Adenocarcinoma, the most common form of lung cancer, is one of main human malignant tumors, and its occurrence and development are highly correlated with inactivation of tumor suppressor genes. ING4, as a novel candidate tumor suppressor gene, has been implicated in several human malignancies such as gliomas, breast tumors, and squamous cell carcinomas (Garkavtsev et al.,2004; Kim et al.,2004; Gunduz et al.,2005). It also plays a role in negatively regulating tumor growth and apoptosis. To confirm the inhibitory tumor growth effects of ING4 on lung adenocarcinoma, we cloned the full-length coding sequence of the human ING4 gene and transfected it into human lung adenocarcinoma A549 cells to investigate the effects of ING4 on A549 cell proliferation. The mechanism of how ING4 negatively regulates tumor growth remains largely unknown. Thus, we also examined the inhibitory mechanism of ING4 on tumor growth of lung adenocarcinoma.

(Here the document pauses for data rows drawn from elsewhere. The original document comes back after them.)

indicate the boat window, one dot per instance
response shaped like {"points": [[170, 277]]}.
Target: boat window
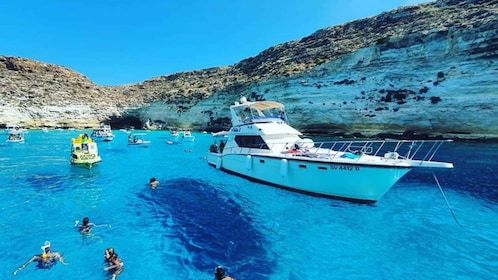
{"points": [[255, 142]]}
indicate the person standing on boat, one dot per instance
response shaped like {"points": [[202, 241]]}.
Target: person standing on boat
{"points": [[45, 260]]}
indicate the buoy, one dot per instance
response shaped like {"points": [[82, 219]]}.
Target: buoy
{"points": [[284, 166]]}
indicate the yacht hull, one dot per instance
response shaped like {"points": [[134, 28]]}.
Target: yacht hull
{"points": [[324, 178]]}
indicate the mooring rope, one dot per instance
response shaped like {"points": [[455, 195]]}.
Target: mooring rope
{"points": [[445, 199]]}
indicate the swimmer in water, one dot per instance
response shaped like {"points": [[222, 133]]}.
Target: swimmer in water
{"points": [[85, 226], [45, 260], [115, 264], [219, 274], [153, 182]]}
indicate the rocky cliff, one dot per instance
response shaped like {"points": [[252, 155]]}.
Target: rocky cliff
{"points": [[417, 71]]}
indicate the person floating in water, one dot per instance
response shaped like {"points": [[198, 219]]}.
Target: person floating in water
{"points": [[85, 226], [115, 264], [153, 182], [47, 259], [222, 146], [213, 148], [219, 274]]}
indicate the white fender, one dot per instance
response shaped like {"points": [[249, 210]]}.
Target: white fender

The Wnt signaling pathway is important during carcinogenesis. Wnt-1/β-catenin–mediated transcriptional activation has been implicated in several human malignancies such as breast cancer and prostate carcinoma (Wong et al.,2002; Chen et al.,2004). Therefore, we also tested the effect of ING4 overexpression on activation of the Wnt-1/β-catenin signaling pathway and the expression of its target proteins p27, cyclinD1, SKP2, and Cox2 in A549 cells. Furthermore, we assessed the effects of ING4 on the sensitivity of A549 cells by radiotherapy and chemotherapy.
MATERIALS AND METHODS
Materials and Cell Culture
The Therm RT-PCR/plat Taq, QIAGEN Plasmid Maxi Kit, QIAqick Gel Extraction Kit, Lipofectamine 2000, and G-418 were purchased from Invitrogen Corporation (Carlsbad, CA); the goat polyclonal antibody against ING4 (ab3714) from Abcam Inc. (Cambridge, MA); and the goat polyclonal antibody against Wnt-1, mouse monoclonal antibodies against β-catenin, p27, Cox2, and GAPDH, and rabbit monoclonal antibodies against SKP2 and cyclinD1 from Santa Cruz Biotechnology Inc. (Santa Cruz, CA). The human lung adenocarcinoma cell line A549 was purchased from the Department of Immunology of Harbin Medical University. Cells were grown in DMEM medium supplemented with 10% fetal bovine serum (Gibco Inc., Carlsbad, CA) at 37°C with 5% CO2.
Detection of ING4 mRNA in Human Lung Adenocarcinoma Tissue
In vitro, the transcription of ING4 mRNA was detected by reverse transcriptase-polymerase chain reaction (RT-PCR) in normal lung tissues and in various grades of lung adenocarcinoma tissues conserved in liquid nitrogen. Total RNAs were isolated with Trizol reagent from 10 cases of normal lung tissues, 10 cases of well-differentiated lung adenocarcinoma tissues, and 10 cases of poorly differentiated lung adenocarcinoma tissues. cDNA was synthesized and amplified by RT-PCR. RT-PCR was performed using a first-strand synthesis kit and a PCR kit with ING4 upstream and downstream primers, and β-actin as a control. The primers for the human ING4 gene were designed with reference to (GeneID: 51147). The EcoRI site was inserted into the forward primer, and the XBaI site was into the reverse primer. The primer sequences were as follows: the forward primer p1: 5′-TTG AAT TCA TGG CTG CTG GGA TGT ATT TGG GAAC-3′; the reverse primer p2: 5′-CCT CTA GAT CAG ATA CAT CCA CAC CTT TTA GCG-3′. The primer sequences of β-actin were as follows: the forward primer p1: 5′-ACCACAGTCCATGCCATCAC-3′; the reverse primer p2: 5′-TCCACCACCC TGTTG CTGTA-3′.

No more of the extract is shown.